Wednesday, January 11, 2012

Random Boot Failures, Linux Kernel Updates, and Hardware Troubles

Earlier this week, Debian unstable offered me a kernel upgrade, and, after some cautious data backup, I installed it. Soon after, I attempted to reboot, and, sadly, it was back to kernel panic, can't find grub, can't find kernel, etc., etc. This time, using the Debian testing installation disk in rescue mode was no help. I re-installed grub, updated the configuration file (update-grub) and got the same errors. I shut down the computer and went to my laptop to search for help, and decided to try some alternative rescue disks: Super Grub2 and Rescatux, and, if that didn't suit, perhaps a Linux Mint live CD.
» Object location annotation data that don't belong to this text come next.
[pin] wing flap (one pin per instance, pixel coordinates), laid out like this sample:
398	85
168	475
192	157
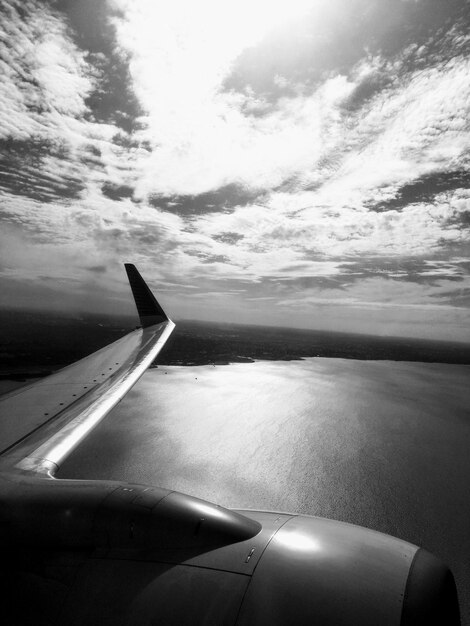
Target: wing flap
40	424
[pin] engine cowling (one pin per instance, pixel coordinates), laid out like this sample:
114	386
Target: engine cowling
317	571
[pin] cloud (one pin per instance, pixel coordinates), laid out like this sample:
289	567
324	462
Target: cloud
292	166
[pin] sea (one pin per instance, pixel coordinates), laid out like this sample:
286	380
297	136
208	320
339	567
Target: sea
383	444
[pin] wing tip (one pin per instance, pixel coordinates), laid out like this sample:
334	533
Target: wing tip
149	310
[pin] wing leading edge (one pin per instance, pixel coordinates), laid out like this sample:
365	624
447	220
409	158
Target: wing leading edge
40	424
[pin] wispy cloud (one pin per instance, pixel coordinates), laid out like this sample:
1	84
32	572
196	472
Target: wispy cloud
265	152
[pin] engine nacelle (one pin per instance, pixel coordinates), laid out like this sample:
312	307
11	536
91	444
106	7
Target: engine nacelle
317	571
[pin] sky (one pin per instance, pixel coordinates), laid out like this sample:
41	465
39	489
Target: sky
298	163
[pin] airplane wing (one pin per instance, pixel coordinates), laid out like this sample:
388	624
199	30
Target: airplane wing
41	423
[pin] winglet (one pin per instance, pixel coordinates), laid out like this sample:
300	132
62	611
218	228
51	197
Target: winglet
150	312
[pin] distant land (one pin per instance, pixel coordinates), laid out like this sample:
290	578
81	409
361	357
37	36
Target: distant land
34	344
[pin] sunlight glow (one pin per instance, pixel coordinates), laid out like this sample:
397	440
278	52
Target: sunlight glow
298	541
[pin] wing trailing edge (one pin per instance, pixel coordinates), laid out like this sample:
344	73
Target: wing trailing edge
42	423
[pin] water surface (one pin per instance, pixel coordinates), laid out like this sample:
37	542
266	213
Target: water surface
379	443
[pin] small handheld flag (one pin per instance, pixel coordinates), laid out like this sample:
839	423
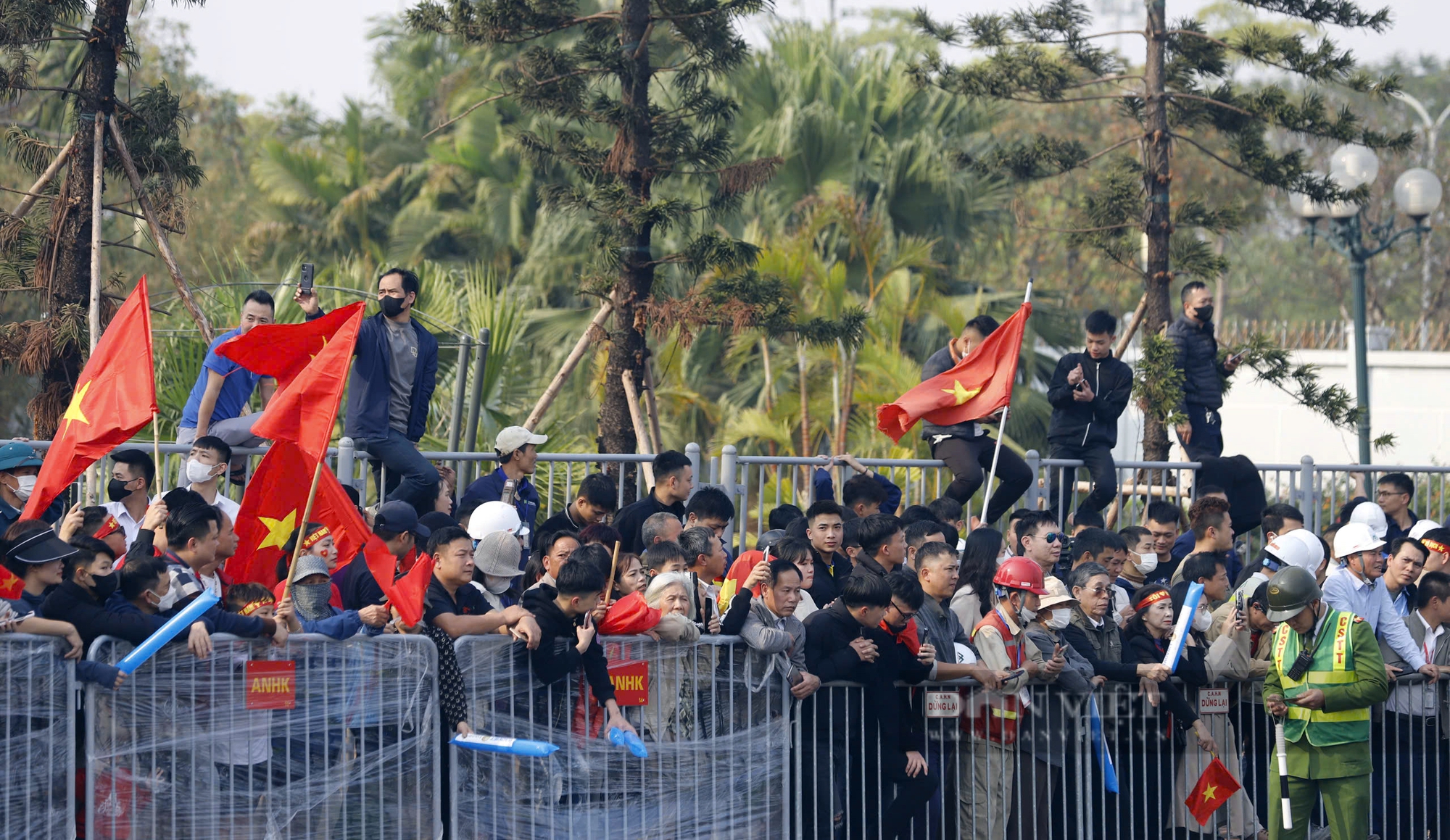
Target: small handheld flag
1213	791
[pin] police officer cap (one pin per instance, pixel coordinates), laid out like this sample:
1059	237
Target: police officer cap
1291	590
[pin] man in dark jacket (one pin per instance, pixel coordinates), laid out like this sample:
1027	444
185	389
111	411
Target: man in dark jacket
392	384
1088	393
846	642
966	448
1193	333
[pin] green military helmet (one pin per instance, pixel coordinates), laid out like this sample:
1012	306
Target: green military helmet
1291	590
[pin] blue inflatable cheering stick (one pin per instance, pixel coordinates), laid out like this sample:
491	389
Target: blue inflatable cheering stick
629	739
I burned the CD's inserted my first choice, SuperGrub2, and waited for it to spin. It never did (it turned out to be a bad disk). As I sat there, scratching my head, the computer loaded the Grub menu page, selected the first kernel, and proceeded to boot successfully.

So, perhaps, the problem is not a configuration problem, but a hardware problem. I get a variety of intermittent error messages concerning ata1 (and I was getting a bunch them yesterday, so once again I checked the hard drive with smartctl command line utilities. As before, both the long and short versions reported no problems. fsck also reported no problems.

The search terms "boot failure linux hardware" returned a few tales of woe similar to mine, such as Boot failure randomly. Can someone help?: Here's someone who has intermittent boot failures, and suspects a hardware problem. One reader comments:

one of the causes for this can be faulty memory. That can also explain why you sometimes have a problem: if that bad memory is not touched everything works like a charm. If it does get touch unexpected results can be expected. In general: irregular behaviour during boot always start thinking memory 1st. So run memtest from the live cd or from grub if you can boot into it and see if 1 of your memory modules is in bad shape and if so replace it.

The original poster eventually reports:

found a fix but not an explanation therefore help still needed here ;-)

The Fix--Disconnect the cable and take off the battery for a few seconds.

Conjectures--This fix lead me to conclude that maybe something is kept into memory of some hardware.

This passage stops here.